Sidebar: Water Policies: Encouraging Conservation
Reducing water consumption isn’t only a matter of implementing progressive policies, regulations, and incentives; it’s also a matter of eliminating regulations that discourage conservation. Many local ordinances make no distinction between graywater (from sinks, showers, and clothes washers) and blackwater (from toilets), requiring all wastewater to be discharged into a sewer system or septic tank. Other local plumbing codes prohibit waterless urinals or mandate water supply pipes to be larger diameter than needed, resulting in excessive waste while occupants wait for hot water to reach the tap.

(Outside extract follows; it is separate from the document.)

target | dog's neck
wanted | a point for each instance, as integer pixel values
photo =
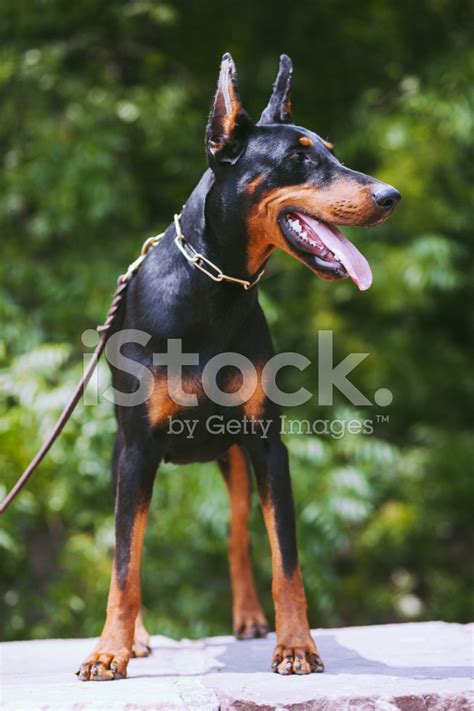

The biggest offenders, from a water-waste standpoint, are municipal ordinances and homeowner-association rules that require front-yard turf. Some municipalities still enforce ordinances requiring turf on the narrow strip of land between a sidewalk and street, says water conservation expert Thomas Pape, and this turf is “almost impossible to irrigate without overspray and runoff.” Many homeowner associations require 90% turf in front yards, which are almost totally unused today. “The sad truth is,” according to Pape, “the advent of video games, air conditioning, 600 channels of TV, and Internet access has eliminated children playing on turf lawns. Expansive turf lawns are a vestige of the past.” The federal preemption on appliance standards makes it extremely difficult for states to adopt water-efficiency and energy-efficiency standards more stringent than federal standards. “Obtaining an exemption from DOE is a long and costly process, as California has learned,” says Pape.